I've been experiencing a high level of anxiety lately, so I have been utilizing my prescription medications, which I never do, in order to not drive myself crazy in the middle of the night. I am sure that if I had always done that, I probably would not have made so many stupid decisions in the past. Oh, the past. Sometimes it's so hard to let it go and look forward, but if there is not much to which to look forward, how do you make yourself do it? I try. I am trying. I have faith in justice.
I'm just listening to Amanda Palmer and the Dresden Dolls right now. There isn't any other music in my collection that I want to hear.
Last night I slept a normal amount, and I woke up at a brilliant time, perfect for getting things done that I needed to do.

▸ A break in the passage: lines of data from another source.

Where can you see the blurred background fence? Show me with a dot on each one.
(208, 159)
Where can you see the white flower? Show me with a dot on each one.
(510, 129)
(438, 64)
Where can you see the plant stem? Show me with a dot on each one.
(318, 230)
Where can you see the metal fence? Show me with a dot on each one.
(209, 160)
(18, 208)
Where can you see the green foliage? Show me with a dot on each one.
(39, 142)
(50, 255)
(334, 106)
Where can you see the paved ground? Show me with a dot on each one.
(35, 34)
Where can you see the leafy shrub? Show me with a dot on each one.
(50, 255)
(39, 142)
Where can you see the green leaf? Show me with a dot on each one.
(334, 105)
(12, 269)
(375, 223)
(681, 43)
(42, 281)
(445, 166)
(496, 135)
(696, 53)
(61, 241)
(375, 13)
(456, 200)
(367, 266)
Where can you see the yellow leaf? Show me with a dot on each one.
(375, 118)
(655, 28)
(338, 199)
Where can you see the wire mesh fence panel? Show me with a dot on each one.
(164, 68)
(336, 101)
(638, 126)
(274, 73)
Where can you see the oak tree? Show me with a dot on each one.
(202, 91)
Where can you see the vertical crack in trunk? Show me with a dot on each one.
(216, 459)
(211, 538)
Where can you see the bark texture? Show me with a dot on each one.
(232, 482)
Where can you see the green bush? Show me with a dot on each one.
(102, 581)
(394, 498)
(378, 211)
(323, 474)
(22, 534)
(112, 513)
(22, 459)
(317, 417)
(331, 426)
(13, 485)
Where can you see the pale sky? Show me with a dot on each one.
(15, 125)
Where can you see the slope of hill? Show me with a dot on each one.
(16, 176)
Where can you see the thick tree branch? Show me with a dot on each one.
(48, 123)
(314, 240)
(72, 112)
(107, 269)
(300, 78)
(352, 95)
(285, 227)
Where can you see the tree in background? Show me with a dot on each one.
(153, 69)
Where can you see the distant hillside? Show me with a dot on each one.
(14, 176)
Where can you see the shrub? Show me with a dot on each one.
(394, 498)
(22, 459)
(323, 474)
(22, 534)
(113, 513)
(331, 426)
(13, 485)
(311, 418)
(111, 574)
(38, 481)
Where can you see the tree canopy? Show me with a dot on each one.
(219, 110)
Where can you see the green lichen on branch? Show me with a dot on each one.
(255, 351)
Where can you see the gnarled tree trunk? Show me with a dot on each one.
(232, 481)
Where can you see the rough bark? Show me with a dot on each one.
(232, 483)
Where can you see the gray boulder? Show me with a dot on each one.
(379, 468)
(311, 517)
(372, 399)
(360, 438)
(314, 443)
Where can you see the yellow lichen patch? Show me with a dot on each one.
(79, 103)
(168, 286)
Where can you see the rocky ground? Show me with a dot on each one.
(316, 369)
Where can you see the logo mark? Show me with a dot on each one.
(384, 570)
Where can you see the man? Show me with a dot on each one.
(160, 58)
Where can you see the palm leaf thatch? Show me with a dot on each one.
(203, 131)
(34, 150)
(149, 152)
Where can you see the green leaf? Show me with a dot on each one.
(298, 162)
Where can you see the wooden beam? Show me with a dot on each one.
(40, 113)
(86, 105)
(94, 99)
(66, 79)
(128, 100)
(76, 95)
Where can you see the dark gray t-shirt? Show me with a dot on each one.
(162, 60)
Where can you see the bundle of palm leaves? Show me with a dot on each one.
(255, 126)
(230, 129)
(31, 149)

Unfortunately, after my shower and makeup application, something clicked in my head that made me sad and lethargic, so I went back to sleep. I slept almost the entire day. I definitely got a lot of sleep today. Maybe I really needed to get all that sleep. I do feel a lot better in terms of the anxiety I have been experiencing. I also just took a bunch of medication to help me be calm, so I can go to sleep at a normal time tonight. I need to go to the bank and deposit my check from my last job.
I was cast as an extra in a movie called Terminal, but I didn't actually do anything on film. I sat in holding for five hours, and I still got paid. At least half of the people cast were also sitting with me. I'm not sure why they hired so many people when they were not going to use all of us. Oh well.
I am getting awfully sleepy. I guess it's time I went to sleep.